Après un long trajet, qui m'avait malgré tout paru beaucoup trop court, j'arrivais devant la porte maudite. J'inspirai et expirai de nombreuse bouffer d'air avant d'entrée. J'y étais. L'appartement de tous mes cauchemars et de tous mes souvenirs malheureux. C'est entre ces murs que j'avais compris plusieurs années auparavant que je ne serais jamais aimé. Je restai silencieuse, comme si le bruit pouvait faire survenir les souvenirs. Rien n'avait changé. Les murs qui avaient dû être blanc un jour était toujours aussi jaune et les meubles toujours à la même place. Une odeur forte et très désagréable se fraya un chemin jusqu'à mon nez. Le cochon d'inde! Le pauvre animal était raide mort dans sa cage puisque depuis un peu plus d'un mois personne ne l'avait nourrie. Je sortis un sac-poubelle et c'est en essayant de ne pas vomir que je le mis dedans et que je sortis dehors à toute vitesse. Heureusement pour moi, le bois de ma ville se trouvait à quelques minutes de là. J'enterrai la petite bestiole et pleurai tout mon saoul. C'est fou tous ce que j'avais perdu en si peu de temps. Je ne sais pas combien de temps je restai là mais lorsque je réussis à rentrer, la nuit était tombée. Je franchis une nouvelle fois la porte de mon enfer personnel et ce fut encore plus dur que la première fois. Je ne me dirigeai pas vers mon ancienne chambre, je me couchai sur le canapé et m'endormis presque immédiatement. J'étais si fatigué.

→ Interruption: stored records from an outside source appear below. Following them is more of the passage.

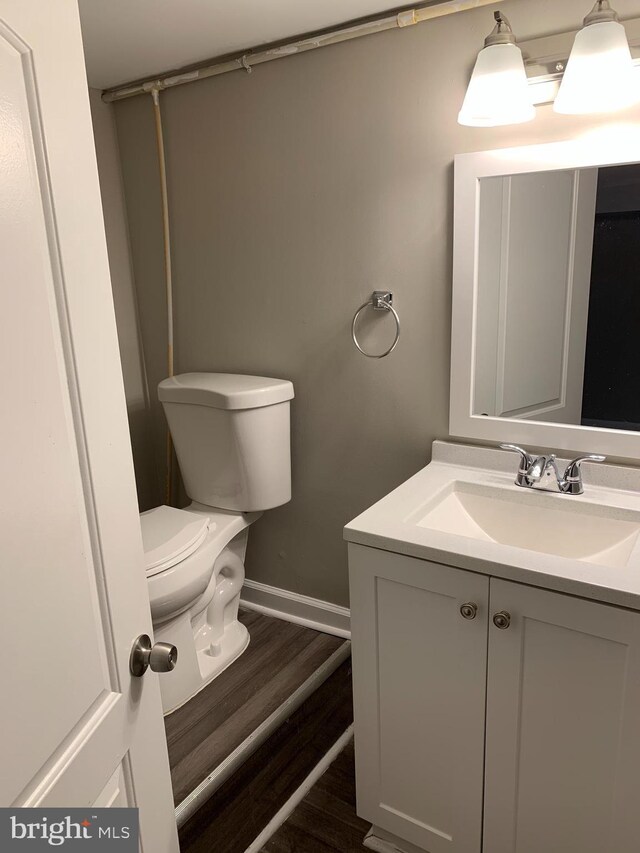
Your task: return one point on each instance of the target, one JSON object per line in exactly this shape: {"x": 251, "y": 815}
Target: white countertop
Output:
{"x": 391, "y": 524}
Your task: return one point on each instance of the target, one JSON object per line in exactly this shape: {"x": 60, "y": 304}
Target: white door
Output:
{"x": 77, "y": 729}
{"x": 534, "y": 274}
{"x": 419, "y": 673}
{"x": 563, "y": 710}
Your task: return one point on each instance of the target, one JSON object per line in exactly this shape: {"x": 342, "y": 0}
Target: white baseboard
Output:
{"x": 293, "y": 607}
{"x": 300, "y": 793}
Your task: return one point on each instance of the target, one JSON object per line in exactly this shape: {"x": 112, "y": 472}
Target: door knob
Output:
{"x": 469, "y": 610}
{"x": 161, "y": 657}
{"x": 502, "y": 619}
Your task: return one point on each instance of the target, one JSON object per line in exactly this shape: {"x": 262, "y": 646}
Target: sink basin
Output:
{"x": 548, "y": 523}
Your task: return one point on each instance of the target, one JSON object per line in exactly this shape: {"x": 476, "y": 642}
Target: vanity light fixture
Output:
{"x": 498, "y": 92}
{"x": 599, "y": 76}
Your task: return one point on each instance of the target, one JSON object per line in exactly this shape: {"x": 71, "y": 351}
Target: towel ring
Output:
{"x": 381, "y": 300}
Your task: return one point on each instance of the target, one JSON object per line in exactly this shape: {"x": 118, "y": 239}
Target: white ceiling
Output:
{"x": 128, "y": 39}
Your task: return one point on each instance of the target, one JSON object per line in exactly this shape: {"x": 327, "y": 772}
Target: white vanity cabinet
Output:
{"x": 470, "y": 737}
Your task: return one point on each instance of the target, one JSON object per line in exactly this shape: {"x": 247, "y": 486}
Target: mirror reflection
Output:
{"x": 557, "y": 323}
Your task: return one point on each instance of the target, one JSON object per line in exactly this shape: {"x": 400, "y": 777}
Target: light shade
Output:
{"x": 498, "y": 92}
{"x": 599, "y": 77}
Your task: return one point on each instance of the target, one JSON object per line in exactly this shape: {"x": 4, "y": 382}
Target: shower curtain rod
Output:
{"x": 248, "y": 59}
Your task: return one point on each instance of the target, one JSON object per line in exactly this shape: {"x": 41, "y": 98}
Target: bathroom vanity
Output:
{"x": 495, "y": 623}
{"x": 496, "y": 660}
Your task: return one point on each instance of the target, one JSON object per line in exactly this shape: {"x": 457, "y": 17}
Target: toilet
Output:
{"x": 232, "y": 438}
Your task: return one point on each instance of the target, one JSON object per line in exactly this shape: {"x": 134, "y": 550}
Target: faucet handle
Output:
{"x": 572, "y": 480}
{"x": 573, "y": 472}
{"x": 526, "y": 460}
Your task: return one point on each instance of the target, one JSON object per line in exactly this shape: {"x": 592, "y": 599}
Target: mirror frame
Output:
{"x": 612, "y": 145}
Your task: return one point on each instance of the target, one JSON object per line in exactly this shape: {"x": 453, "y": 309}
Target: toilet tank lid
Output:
{"x": 169, "y": 536}
{"x": 225, "y": 390}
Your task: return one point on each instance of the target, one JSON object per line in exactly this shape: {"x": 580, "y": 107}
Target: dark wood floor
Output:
{"x": 326, "y": 820}
{"x": 236, "y": 814}
{"x": 201, "y": 734}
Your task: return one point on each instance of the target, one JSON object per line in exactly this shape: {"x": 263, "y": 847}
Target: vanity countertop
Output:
{"x": 400, "y": 522}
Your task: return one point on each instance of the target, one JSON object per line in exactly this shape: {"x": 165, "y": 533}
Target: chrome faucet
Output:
{"x": 533, "y": 472}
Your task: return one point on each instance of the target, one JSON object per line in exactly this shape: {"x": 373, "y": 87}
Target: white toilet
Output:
{"x": 232, "y": 439}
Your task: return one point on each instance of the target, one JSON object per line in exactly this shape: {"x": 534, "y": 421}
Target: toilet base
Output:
{"x": 196, "y": 667}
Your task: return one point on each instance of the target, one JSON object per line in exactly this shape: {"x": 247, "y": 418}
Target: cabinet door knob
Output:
{"x": 502, "y": 619}
{"x": 469, "y": 610}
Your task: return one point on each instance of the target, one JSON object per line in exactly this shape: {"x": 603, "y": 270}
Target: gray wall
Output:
{"x": 124, "y": 299}
{"x": 294, "y": 193}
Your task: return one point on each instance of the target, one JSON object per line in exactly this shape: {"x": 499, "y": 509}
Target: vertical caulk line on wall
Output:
{"x": 166, "y": 236}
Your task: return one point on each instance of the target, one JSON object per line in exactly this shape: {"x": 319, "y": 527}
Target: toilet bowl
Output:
{"x": 231, "y": 435}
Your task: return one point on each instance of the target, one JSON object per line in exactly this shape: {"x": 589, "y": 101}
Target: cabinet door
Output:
{"x": 563, "y": 725}
{"x": 419, "y": 671}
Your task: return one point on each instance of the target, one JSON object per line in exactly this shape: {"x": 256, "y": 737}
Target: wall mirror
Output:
{"x": 546, "y": 307}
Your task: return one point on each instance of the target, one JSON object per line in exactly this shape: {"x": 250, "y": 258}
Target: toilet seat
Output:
{"x": 170, "y": 535}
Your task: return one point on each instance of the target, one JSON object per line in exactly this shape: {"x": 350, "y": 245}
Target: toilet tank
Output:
{"x": 231, "y": 434}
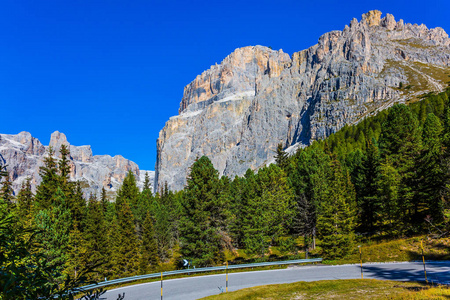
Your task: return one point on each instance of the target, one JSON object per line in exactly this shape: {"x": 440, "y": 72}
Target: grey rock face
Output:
{"x": 238, "y": 111}
{"x": 24, "y": 154}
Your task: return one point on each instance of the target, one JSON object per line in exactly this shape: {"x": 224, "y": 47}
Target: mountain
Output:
{"x": 239, "y": 110}
{"x": 24, "y": 154}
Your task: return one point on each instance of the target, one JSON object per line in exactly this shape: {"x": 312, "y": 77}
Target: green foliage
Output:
{"x": 281, "y": 157}
{"x": 149, "y": 249}
{"x": 202, "y": 226}
{"x": 268, "y": 214}
{"x": 336, "y": 221}
{"x": 25, "y": 200}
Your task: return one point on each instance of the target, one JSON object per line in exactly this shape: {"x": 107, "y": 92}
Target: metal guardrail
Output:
{"x": 197, "y": 270}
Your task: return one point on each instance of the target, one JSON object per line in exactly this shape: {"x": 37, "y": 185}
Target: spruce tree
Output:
{"x": 269, "y": 213}
{"x": 6, "y": 191}
{"x": 55, "y": 223}
{"x": 149, "y": 249}
{"x": 401, "y": 142}
{"x": 336, "y": 221}
{"x": 104, "y": 201}
{"x": 388, "y": 185}
{"x": 94, "y": 232}
{"x": 25, "y": 202}
{"x": 431, "y": 184}
{"x": 281, "y": 157}
{"x": 47, "y": 188}
{"x": 127, "y": 244}
{"x": 308, "y": 179}
{"x": 147, "y": 184}
{"x": 202, "y": 227}
{"x": 368, "y": 199}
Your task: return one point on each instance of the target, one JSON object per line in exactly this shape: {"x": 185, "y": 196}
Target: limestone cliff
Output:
{"x": 238, "y": 111}
{"x": 24, "y": 154}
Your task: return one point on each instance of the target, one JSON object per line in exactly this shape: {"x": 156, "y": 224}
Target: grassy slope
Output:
{"x": 340, "y": 289}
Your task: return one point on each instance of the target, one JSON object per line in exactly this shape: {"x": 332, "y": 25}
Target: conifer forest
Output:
{"x": 386, "y": 177}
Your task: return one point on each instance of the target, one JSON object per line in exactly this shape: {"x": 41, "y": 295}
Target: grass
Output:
{"x": 340, "y": 289}
{"x": 408, "y": 249}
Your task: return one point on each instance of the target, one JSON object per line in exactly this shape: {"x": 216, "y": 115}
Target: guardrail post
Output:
{"x": 360, "y": 260}
{"x": 226, "y": 290}
{"x": 423, "y": 259}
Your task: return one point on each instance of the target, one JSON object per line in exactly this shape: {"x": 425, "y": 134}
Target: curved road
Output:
{"x": 202, "y": 286}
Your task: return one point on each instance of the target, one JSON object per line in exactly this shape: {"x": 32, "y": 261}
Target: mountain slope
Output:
{"x": 238, "y": 111}
{"x": 24, "y": 154}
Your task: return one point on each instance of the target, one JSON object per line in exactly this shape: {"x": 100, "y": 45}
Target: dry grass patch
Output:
{"x": 339, "y": 289}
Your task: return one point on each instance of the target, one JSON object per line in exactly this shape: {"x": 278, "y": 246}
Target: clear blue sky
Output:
{"x": 110, "y": 73}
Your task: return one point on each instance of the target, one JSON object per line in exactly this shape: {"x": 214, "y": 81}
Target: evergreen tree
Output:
{"x": 55, "y": 223}
{"x": 104, "y": 201}
{"x": 269, "y": 213}
{"x": 77, "y": 205}
{"x": 149, "y": 249}
{"x": 368, "y": 195}
{"x": 282, "y": 157}
{"x": 388, "y": 184}
{"x": 47, "y": 188}
{"x": 400, "y": 141}
{"x": 76, "y": 258}
{"x": 308, "y": 180}
{"x": 202, "y": 227}
{"x": 25, "y": 202}
{"x": 126, "y": 247}
{"x": 431, "y": 184}
{"x": 6, "y": 191}
{"x": 147, "y": 184}
{"x": 96, "y": 240}
{"x": 64, "y": 169}
{"x": 336, "y": 221}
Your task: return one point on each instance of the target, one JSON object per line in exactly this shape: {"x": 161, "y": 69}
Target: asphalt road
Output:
{"x": 202, "y": 286}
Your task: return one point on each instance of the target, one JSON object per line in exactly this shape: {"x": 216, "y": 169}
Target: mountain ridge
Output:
{"x": 23, "y": 155}
{"x": 236, "y": 112}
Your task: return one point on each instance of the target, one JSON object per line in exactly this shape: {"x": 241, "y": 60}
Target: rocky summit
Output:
{"x": 24, "y": 154}
{"x": 239, "y": 110}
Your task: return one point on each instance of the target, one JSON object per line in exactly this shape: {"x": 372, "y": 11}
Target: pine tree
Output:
{"x": 431, "y": 184}
{"x": 269, "y": 213}
{"x": 282, "y": 157}
{"x": 46, "y": 190}
{"x": 147, "y": 184}
{"x": 401, "y": 142}
{"x": 149, "y": 249}
{"x": 128, "y": 192}
{"x": 55, "y": 223}
{"x": 104, "y": 201}
{"x": 202, "y": 228}
{"x": 25, "y": 201}
{"x": 336, "y": 221}
{"x": 76, "y": 258}
{"x": 127, "y": 245}
{"x": 94, "y": 232}
{"x": 6, "y": 191}
{"x": 388, "y": 185}
{"x": 369, "y": 204}
{"x": 77, "y": 205}
{"x": 308, "y": 180}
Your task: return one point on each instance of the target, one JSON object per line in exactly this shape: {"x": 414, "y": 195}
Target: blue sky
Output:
{"x": 110, "y": 73}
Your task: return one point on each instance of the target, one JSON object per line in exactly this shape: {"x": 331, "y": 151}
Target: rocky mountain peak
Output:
{"x": 239, "y": 110}
{"x": 372, "y": 18}
{"x": 242, "y": 70}
{"x": 24, "y": 155}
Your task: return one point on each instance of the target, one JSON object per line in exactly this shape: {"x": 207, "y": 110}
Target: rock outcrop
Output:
{"x": 238, "y": 111}
{"x": 24, "y": 154}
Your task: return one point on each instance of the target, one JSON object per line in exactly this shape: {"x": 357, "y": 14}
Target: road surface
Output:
{"x": 202, "y": 286}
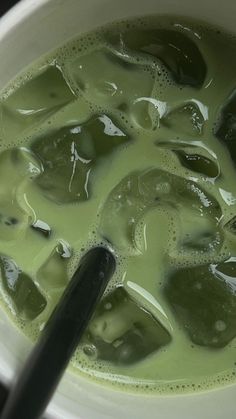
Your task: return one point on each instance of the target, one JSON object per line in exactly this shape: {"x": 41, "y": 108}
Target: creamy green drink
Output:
{"x": 126, "y": 138}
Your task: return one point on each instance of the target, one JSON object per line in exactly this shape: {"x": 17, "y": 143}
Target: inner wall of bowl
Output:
{"x": 30, "y": 30}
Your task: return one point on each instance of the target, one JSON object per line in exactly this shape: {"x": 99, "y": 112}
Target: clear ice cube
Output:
{"x": 20, "y": 289}
{"x": 114, "y": 83}
{"x": 122, "y": 332}
{"x": 140, "y": 191}
{"x": 17, "y": 167}
{"x": 35, "y": 100}
{"x": 174, "y": 49}
{"x": 226, "y": 129}
{"x": 198, "y": 163}
{"x": 186, "y": 119}
{"x": 204, "y": 301}
{"x": 70, "y": 154}
{"x": 53, "y": 274}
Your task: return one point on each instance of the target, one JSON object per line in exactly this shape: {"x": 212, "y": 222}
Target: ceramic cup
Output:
{"x": 29, "y": 30}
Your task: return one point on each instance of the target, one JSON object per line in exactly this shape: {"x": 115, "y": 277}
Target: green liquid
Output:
{"x": 125, "y": 138}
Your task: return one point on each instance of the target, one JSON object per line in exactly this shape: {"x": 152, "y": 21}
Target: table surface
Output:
{"x": 5, "y": 5}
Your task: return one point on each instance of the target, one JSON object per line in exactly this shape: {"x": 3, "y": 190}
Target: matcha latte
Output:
{"x": 124, "y": 138}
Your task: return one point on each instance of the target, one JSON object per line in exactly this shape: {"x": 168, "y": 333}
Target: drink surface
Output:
{"x": 125, "y": 138}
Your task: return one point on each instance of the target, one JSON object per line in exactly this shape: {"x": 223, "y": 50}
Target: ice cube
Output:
{"x": 186, "y": 119}
{"x": 114, "y": 83}
{"x": 226, "y": 129}
{"x": 198, "y": 163}
{"x": 53, "y": 274}
{"x": 177, "y": 51}
{"x": 122, "y": 332}
{"x": 17, "y": 166}
{"x": 70, "y": 154}
{"x": 35, "y": 100}
{"x": 140, "y": 191}
{"x": 231, "y": 225}
{"x": 20, "y": 290}
{"x": 42, "y": 227}
{"x": 204, "y": 300}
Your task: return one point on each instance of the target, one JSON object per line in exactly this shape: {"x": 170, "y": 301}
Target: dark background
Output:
{"x": 4, "y": 6}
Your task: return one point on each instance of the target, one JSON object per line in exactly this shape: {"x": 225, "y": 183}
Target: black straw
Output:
{"x": 48, "y": 360}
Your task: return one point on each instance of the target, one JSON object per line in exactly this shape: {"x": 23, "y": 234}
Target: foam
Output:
{"x": 81, "y": 46}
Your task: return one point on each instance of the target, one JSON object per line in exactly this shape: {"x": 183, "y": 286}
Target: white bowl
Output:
{"x": 33, "y": 28}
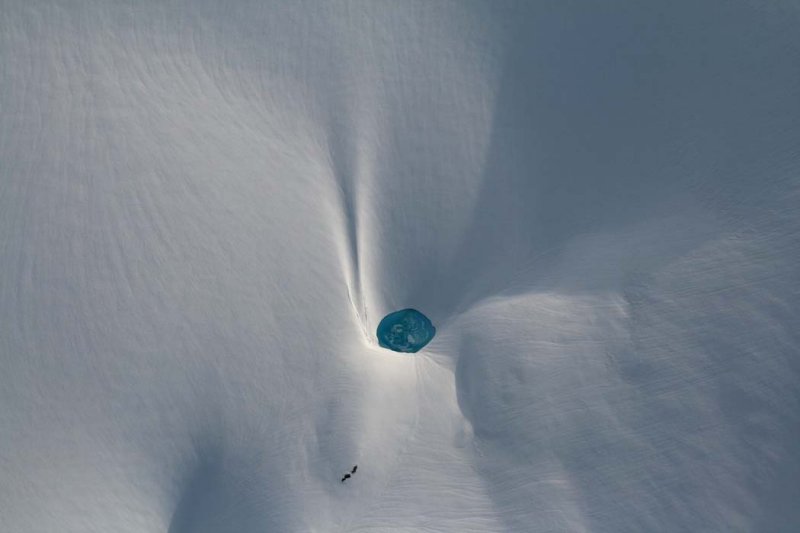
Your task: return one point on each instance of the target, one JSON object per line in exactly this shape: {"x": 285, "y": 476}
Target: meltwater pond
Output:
{"x": 406, "y": 331}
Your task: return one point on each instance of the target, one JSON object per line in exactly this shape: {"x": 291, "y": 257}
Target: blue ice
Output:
{"x": 406, "y": 331}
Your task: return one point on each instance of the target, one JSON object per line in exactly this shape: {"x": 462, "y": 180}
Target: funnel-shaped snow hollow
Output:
{"x": 405, "y": 331}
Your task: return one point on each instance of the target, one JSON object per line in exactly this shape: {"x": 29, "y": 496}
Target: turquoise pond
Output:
{"x": 405, "y": 331}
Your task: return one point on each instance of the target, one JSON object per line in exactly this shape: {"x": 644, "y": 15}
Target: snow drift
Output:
{"x": 206, "y": 208}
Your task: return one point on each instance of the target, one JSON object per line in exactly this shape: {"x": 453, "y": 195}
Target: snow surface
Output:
{"x": 206, "y": 207}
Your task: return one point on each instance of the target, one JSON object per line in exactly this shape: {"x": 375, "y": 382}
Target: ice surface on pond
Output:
{"x": 405, "y": 331}
{"x": 206, "y": 209}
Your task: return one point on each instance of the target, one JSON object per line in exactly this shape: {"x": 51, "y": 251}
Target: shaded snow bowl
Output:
{"x": 405, "y": 331}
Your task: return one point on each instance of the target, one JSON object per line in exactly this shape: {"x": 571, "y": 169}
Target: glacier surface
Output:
{"x": 206, "y": 208}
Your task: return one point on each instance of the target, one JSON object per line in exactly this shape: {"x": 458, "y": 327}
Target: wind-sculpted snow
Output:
{"x": 206, "y": 209}
{"x": 406, "y": 331}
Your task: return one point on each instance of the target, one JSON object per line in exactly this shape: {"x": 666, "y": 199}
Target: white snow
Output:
{"x": 207, "y": 207}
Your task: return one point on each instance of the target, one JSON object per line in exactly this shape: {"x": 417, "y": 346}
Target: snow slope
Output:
{"x": 207, "y": 207}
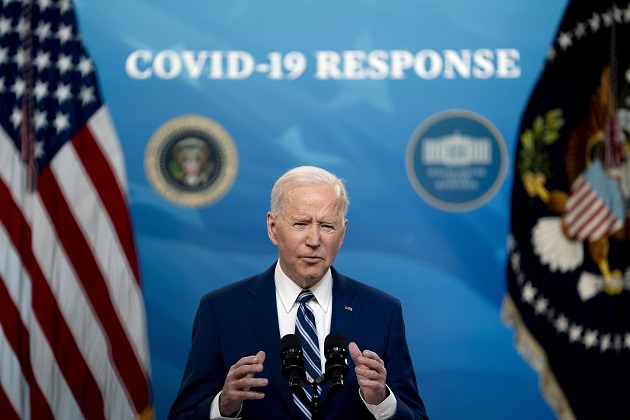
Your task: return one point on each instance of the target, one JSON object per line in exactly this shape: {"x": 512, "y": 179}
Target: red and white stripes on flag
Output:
{"x": 591, "y": 207}
{"x": 73, "y": 339}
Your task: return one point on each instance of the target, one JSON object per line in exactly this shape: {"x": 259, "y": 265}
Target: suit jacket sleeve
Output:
{"x": 204, "y": 374}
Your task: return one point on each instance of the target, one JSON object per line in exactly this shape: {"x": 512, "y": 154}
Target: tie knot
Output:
{"x": 305, "y": 296}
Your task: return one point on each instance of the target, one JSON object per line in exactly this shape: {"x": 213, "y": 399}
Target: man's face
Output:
{"x": 308, "y": 232}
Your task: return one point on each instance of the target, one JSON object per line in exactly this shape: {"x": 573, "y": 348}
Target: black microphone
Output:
{"x": 336, "y": 363}
{"x": 292, "y": 361}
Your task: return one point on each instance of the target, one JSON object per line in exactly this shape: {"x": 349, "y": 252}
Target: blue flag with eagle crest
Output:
{"x": 568, "y": 274}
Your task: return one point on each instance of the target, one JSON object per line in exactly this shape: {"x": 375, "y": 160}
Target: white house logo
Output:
{"x": 191, "y": 160}
{"x": 456, "y": 160}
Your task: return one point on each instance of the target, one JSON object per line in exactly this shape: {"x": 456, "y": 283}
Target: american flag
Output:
{"x": 595, "y": 206}
{"x": 73, "y": 339}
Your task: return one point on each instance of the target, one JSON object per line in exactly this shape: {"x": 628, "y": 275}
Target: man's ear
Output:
{"x": 271, "y": 227}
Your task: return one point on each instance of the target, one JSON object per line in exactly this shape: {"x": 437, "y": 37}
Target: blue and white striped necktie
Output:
{"x": 306, "y": 330}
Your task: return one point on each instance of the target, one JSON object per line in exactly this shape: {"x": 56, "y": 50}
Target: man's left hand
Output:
{"x": 371, "y": 374}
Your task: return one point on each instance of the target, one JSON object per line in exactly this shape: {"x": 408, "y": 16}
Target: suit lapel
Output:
{"x": 346, "y": 308}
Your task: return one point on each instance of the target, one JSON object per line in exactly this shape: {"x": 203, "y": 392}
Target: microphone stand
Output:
{"x": 315, "y": 404}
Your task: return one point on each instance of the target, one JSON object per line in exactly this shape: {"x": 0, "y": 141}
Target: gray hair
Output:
{"x": 311, "y": 176}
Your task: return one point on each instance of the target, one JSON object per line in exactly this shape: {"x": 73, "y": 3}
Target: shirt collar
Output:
{"x": 288, "y": 291}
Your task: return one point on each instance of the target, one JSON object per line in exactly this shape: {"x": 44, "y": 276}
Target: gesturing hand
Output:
{"x": 239, "y": 380}
{"x": 371, "y": 374}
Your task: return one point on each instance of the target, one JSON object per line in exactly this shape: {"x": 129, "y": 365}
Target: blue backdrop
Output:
{"x": 447, "y": 266}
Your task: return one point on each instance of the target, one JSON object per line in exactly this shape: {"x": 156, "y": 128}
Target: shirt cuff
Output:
{"x": 385, "y": 410}
{"x": 215, "y": 414}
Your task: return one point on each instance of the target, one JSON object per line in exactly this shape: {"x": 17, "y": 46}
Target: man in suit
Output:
{"x": 234, "y": 366}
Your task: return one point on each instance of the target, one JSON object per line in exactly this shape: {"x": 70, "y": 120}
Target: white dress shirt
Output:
{"x": 287, "y": 305}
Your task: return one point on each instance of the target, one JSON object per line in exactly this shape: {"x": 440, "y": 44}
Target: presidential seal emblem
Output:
{"x": 191, "y": 160}
{"x": 456, "y": 160}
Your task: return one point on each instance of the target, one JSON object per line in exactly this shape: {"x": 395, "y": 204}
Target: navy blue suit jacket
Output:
{"x": 240, "y": 319}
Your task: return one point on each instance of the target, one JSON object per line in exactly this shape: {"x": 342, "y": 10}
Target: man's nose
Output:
{"x": 313, "y": 237}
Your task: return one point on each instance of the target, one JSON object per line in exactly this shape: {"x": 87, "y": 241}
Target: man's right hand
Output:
{"x": 239, "y": 380}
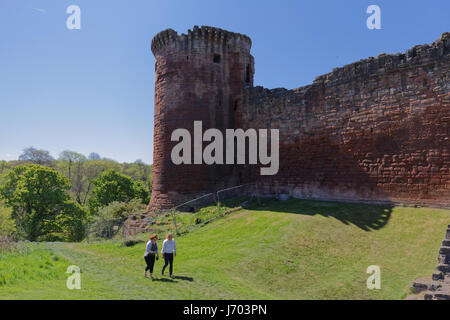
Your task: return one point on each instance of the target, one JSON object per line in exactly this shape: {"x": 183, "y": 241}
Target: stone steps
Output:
{"x": 438, "y": 288}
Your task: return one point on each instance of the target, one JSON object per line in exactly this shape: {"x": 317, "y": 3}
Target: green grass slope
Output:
{"x": 283, "y": 250}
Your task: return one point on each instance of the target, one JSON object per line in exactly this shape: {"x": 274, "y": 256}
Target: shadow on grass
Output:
{"x": 184, "y": 278}
{"x": 364, "y": 216}
{"x": 163, "y": 280}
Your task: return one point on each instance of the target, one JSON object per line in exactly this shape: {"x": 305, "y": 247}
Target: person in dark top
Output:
{"x": 151, "y": 253}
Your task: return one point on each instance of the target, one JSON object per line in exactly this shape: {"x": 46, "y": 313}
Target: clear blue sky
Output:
{"x": 93, "y": 89}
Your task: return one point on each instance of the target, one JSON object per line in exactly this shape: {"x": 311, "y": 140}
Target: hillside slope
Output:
{"x": 284, "y": 250}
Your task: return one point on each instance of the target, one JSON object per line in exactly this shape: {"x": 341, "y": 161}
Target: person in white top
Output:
{"x": 151, "y": 252}
{"x": 169, "y": 251}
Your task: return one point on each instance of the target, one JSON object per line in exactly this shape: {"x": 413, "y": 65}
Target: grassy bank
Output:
{"x": 281, "y": 250}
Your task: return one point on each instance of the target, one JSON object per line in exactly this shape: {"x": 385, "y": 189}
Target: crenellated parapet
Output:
{"x": 385, "y": 63}
{"x": 201, "y": 37}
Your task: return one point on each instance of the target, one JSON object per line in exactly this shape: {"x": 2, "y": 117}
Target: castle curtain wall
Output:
{"x": 376, "y": 131}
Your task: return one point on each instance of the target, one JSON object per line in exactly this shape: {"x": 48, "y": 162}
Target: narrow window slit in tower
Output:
{"x": 247, "y": 74}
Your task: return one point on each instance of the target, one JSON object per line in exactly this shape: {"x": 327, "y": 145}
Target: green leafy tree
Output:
{"x": 41, "y": 205}
{"x": 36, "y": 156}
{"x": 7, "y": 225}
{"x": 113, "y": 186}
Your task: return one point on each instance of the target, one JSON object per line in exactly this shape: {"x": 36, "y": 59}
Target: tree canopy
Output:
{"x": 41, "y": 205}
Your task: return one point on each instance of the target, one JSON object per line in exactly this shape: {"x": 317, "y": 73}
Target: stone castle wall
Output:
{"x": 377, "y": 130}
{"x": 200, "y": 76}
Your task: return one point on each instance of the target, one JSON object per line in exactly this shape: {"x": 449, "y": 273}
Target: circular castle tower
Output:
{"x": 200, "y": 76}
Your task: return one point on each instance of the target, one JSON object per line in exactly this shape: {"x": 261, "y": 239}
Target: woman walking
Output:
{"x": 151, "y": 252}
{"x": 168, "y": 251}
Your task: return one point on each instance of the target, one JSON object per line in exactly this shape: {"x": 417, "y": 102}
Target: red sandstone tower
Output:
{"x": 200, "y": 76}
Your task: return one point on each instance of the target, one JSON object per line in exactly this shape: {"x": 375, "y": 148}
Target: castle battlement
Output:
{"x": 201, "y": 37}
{"x": 385, "y": 63}
{"x": 374, "y": 131}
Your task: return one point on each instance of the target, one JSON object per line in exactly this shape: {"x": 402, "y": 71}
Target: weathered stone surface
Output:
{"x": 439, "y": 287}
{"x": 373, "y": 131}
{"x": 199, "y": 76}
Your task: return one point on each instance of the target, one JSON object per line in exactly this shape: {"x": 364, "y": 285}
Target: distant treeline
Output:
{"x": 53, "y": 199}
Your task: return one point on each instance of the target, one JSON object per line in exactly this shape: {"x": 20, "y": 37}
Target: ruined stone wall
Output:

Je dus rester dans ce lieu maudit trois mois en tout. J'avais pu mettre à profit tout ce temps pour me décider quoi faire pour la suite. Je n'avais que dix-huit ans. Je devais retourner au lycée. C'est en surfant sur l'internet que j'eus l'idée de recommander ma vie ailleurs. D'abord je voulais juste changer de ville peut je me suis dit que ce serait idiot de me contenter de la France. Une publicité m'avait fait dériver sur les états unis. Et des internautes français parlaient de toutes les villes où ils ont été. Je ne sais pas pourquoi mais une ville me plut tout particulièrement. Le commentaire était pourtant plus que négatif mais tout ce qui était dit me plaisait beaucoup. Il pleuvait très souvent, la ville était si petite qu'il n'y avait que peu de commerce, un seul lycée et si peu d'habitants que toute le monde se connaissait mais ce qui avait attiré mon attention c'était surtout la forêt qui encadrait la ville. Moi qui adorais la randonner j'allais vraiment m'amuser. En moins de temps qu'il me fallut pour cliquer sur cette publicité, j'avais pris ma décision. J'irai à Forks. Je passai le reste de mon temps à organiser mon départ, à me trouver une maison et à faire la liste de mes nouveaux meubles. Les trois mois passèrent plutôt rapidement, entre excitation et dépression. Lorsque je fus appelé par la banque de France pour signer les derniers papiers, j'étais extatique. J'avais même pris mon billet d'avion pour le lendemain et avais appelé l'agence immobilière pour savoir si tout avait été préparer pour arriver imminente.

J'avais rendez-vous dans demain et je devais me rendre à l'hôpital dans l'après-midi pour faire un check-up complet. Lorsque j'arrivai le médecin en charge de ma santé me demanda les nouvelles et je lui expliquai que dans deux jours j'allais déménager. Tout d'abord il s'y opposa car il disait que ma santé était encore fragile. Je levai les yeux au ciel et lui dit que j'irai voir un médecin là-bas à mon arrivée si ça pouvait le rassurer. Il hésita puis me demanda la permission d'appeler l'hôpital de Forks et de leur envoyer mon dossier médical. Il s'absenta une bonne heure et quand il revient il me dit que mon médecin serait un certain Mr Cullen. Mais sa tête n'était clairement pas celle de quelqu'un de rassurer.

-Mme Morriss... Vos résultats ne sont pas totalement bons. Rien de bien grave mais on dirait que vous avez encore de fumé dans vos poumons. Il faudra faire surveiller ça de très près avec le docteur Cullen.

Je lui fis un sourire reconnaissant et lui promis d'être une bonne patiente et de faire ce qu'il me disait. Je rentrai chez moi et pour la première fois depuis ces derniers mois je ne fus pas anéanti de rentrer dans cet appartement car ce serait l'avant-dernière fois. Dans deux jours je partirais. Dans deux jours ma nouvelle vie commencera.